From my, admittedly very ignorant, point of view. I can't see how our revenue is less than ****ing Fulham's?!
That dude has done a series of tweets on it. It's quite interesting (though far from my area of expertise, which is currently chocolate and beer).
I want to know if the dry January rules are relaxed in lockdown. I mean can I drink at weekends of after 8pm?
Most interesting point, for me: a loan taken out early in the spring of 2020 to help with the impact of COVID-19 will not be paid back, at all, until 2025.
Yikes. The good news is that the external debt is a bit misleading given that we had over £86m in cash on hand...apparently we took out a very large term loan (at very high interest) right at the end of the reporting period: The bad news is that, despite our success on the pitch, our financial position has almost undoubtedly gotten worse. A sizable portion of that loan has likely been used already, and we're hemorrhaging money. We can point the finger at COVID -- and there's no doubt that it is a contributing factor -- but we're on a bad path with or without it. Now, here's where it gets a little tricky. What we really need (beyond the club being sold) is an injection of money. That's probably going to mean significant player sales at some point. In the immediate future, we could really do with holding our league position and getting some Europey games...it's not massively profitable but the combination of those games and the merit payment from the league position would staunch the bleeding a bit.
Cheers Schad. The loan was made public at the time iirc? Looking at the wage to revenue percentage I don't see how we can sensibly increase Vesty and Danny's wages without a sale. Is Fraser's contract up this year or next? Really need him off the books.
And some fans will still say “just pay them the fee and wages needed” when it comes to transfer Windows.

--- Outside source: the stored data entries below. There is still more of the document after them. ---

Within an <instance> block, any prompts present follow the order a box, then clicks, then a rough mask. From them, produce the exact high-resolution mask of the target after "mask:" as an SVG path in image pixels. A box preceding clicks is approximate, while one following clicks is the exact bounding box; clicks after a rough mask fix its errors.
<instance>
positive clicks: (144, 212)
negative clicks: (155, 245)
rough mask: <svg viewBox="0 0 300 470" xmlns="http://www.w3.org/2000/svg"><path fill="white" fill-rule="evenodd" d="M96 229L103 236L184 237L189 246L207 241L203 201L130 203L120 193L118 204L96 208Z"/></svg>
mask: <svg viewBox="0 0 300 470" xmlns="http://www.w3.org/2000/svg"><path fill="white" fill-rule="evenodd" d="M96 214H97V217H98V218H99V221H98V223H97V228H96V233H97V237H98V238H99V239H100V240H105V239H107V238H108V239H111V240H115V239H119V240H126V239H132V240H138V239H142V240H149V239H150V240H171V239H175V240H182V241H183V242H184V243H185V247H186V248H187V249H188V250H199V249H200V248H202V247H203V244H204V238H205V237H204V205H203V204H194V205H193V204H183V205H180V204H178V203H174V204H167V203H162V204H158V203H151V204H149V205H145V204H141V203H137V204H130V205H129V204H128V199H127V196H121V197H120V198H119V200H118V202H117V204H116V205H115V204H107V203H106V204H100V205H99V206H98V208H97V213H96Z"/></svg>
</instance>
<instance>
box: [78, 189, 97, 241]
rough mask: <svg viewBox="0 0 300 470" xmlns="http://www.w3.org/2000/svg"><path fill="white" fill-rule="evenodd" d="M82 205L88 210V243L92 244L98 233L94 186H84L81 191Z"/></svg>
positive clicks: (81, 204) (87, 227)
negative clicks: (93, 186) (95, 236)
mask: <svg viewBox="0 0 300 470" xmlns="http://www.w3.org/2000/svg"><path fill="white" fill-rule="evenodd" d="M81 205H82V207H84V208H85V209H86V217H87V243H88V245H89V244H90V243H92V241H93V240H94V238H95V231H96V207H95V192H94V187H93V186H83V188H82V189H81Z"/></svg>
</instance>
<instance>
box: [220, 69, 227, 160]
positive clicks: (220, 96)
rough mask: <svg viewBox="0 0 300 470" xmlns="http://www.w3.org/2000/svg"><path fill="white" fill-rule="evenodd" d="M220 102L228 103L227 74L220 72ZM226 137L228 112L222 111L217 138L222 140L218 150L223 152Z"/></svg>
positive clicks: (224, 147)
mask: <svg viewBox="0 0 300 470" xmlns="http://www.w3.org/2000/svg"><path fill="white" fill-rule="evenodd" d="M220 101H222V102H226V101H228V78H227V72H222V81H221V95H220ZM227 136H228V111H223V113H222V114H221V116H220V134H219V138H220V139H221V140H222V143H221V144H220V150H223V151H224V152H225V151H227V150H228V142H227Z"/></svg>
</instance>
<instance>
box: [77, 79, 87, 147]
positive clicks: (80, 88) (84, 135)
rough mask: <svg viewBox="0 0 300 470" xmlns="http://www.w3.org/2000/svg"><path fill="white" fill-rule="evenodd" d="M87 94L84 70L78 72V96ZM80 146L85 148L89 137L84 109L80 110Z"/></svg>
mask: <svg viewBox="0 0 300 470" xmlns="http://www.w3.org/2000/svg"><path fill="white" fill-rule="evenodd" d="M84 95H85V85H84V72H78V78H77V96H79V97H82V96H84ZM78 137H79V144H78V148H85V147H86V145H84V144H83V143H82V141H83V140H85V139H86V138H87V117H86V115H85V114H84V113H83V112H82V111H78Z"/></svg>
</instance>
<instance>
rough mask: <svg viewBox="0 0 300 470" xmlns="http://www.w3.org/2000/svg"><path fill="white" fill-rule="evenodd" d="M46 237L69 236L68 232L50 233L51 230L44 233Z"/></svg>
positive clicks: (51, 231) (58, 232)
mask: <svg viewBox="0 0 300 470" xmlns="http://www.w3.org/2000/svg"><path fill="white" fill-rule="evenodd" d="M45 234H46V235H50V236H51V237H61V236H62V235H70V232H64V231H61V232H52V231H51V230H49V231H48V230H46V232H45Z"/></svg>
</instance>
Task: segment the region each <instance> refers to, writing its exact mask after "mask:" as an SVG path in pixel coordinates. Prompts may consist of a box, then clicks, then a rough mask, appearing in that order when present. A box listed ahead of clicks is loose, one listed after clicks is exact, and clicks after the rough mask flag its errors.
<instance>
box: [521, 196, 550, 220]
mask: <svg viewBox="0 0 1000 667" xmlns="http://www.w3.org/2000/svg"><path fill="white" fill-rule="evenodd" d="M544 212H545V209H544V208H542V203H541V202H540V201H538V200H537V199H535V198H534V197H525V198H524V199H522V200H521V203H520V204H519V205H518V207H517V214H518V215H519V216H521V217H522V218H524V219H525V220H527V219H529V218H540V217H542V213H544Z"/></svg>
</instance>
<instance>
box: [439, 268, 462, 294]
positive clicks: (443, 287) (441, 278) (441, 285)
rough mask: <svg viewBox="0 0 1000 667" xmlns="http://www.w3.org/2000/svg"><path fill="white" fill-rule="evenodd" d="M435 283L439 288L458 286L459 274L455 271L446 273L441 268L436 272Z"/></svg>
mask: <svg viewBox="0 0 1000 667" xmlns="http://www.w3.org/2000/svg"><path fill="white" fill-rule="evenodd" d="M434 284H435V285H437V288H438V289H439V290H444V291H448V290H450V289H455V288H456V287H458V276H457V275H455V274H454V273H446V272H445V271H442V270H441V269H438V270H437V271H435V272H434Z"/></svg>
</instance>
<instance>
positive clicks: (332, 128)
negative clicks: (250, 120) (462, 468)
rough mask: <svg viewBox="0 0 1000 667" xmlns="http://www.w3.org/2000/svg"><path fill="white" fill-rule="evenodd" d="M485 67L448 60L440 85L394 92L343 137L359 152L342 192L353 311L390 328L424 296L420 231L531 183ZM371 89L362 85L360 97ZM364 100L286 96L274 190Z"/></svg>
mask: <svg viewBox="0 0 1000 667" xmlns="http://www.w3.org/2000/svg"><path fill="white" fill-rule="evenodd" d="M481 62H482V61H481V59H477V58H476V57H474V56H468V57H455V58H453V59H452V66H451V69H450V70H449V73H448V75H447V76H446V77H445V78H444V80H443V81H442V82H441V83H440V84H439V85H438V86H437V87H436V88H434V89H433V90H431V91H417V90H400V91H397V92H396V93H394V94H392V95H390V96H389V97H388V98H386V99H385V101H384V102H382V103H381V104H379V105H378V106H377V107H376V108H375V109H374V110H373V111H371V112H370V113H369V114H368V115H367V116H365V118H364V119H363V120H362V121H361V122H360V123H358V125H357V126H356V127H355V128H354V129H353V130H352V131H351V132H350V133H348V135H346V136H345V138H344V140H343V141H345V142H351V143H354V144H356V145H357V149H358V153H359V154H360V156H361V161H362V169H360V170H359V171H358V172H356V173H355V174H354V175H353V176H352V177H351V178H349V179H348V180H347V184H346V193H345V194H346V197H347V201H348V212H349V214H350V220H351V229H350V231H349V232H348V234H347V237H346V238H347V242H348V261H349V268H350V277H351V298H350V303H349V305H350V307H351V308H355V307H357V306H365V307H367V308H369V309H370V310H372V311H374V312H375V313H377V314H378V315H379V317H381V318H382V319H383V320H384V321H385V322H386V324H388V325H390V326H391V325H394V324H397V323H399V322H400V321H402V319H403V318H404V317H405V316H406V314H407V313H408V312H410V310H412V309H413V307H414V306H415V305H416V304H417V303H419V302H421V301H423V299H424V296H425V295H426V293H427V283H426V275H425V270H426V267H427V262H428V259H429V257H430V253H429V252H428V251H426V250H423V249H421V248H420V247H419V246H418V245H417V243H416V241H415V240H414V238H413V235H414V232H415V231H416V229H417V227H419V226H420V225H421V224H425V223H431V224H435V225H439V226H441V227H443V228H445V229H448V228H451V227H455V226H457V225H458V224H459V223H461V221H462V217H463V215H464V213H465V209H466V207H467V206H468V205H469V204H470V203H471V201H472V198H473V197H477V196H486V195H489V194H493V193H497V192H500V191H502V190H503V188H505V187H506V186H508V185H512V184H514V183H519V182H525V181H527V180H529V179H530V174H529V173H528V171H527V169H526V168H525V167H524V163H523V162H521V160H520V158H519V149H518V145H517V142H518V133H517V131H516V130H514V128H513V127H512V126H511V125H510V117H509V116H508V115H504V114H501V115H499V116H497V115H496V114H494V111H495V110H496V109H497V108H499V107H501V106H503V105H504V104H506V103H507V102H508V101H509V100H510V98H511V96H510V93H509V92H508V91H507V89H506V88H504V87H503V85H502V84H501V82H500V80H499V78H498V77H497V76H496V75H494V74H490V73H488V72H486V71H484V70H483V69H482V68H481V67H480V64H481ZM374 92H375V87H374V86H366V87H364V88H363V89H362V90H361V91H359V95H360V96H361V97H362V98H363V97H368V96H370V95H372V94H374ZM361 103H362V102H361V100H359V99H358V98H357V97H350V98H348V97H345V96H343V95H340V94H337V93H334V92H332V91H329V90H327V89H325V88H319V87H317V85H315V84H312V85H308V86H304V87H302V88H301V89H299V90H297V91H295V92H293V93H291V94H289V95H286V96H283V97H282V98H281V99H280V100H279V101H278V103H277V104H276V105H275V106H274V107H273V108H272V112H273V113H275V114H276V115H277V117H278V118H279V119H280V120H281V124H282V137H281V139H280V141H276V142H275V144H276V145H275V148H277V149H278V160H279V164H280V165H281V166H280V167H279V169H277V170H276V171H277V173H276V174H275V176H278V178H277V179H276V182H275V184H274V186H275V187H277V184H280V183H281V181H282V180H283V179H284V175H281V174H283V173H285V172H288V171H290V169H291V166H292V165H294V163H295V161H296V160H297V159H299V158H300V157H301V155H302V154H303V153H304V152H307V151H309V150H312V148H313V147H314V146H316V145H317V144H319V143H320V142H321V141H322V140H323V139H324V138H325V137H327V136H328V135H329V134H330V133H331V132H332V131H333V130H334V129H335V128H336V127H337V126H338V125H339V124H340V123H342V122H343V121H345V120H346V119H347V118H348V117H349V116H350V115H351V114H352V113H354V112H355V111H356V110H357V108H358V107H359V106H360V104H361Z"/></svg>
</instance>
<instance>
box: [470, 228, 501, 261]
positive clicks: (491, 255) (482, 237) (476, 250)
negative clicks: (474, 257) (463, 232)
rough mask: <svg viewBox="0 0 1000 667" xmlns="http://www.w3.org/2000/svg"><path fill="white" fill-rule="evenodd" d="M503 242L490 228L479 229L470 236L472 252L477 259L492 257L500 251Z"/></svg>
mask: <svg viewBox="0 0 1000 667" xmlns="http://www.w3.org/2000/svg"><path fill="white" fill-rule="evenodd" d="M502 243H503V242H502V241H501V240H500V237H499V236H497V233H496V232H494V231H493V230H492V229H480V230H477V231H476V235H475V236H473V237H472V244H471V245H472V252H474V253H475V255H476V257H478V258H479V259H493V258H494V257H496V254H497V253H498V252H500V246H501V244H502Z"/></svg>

The fact that we had taken out the loan was public, but I don't remember them making public the size, nor the fact that we're paying more than 9% a year on it (and repayment is delayed for several years). Fraser expires at the end of '21/'22, as does Long. We also still need to extend a number of players who have less than 18 months remaining however, including McCarthy, Vestergaard, Stephens (maybe? I could see him sold) and Ings obviously. Plus Bertrand, who expires end of this season. So it'll be hard for us to substantially shrink the wage budget in the short term. The sensible play may be to shift some solid players. That would mean maybe Stephens (assuming Salisu exists/plays football), Romeu, perhaps someone like Redmond...players that will fetch decent prices but where we also may be able to replace them internally or via lower-cost acquisitions.
The wages we pay to individual players aren't anything exorbitant, and neither are the fees. But when those fees and wages go to players that you ultimately do not play, forcing you to spend another fee/pay packet on further players, it really starts to add up. If we were merely paying our current squad we'd be more or less fine: it's all of the people we've paid to be bad elsewhere that have ushered in our problems. That's the balancing act: if you're hunting for bargains, they'd best be actual bargains. Because while it might seem a good deal on paper, there are few things more expensive than a £15m signing at 70k p/w after bonuses who you're farming out to another club.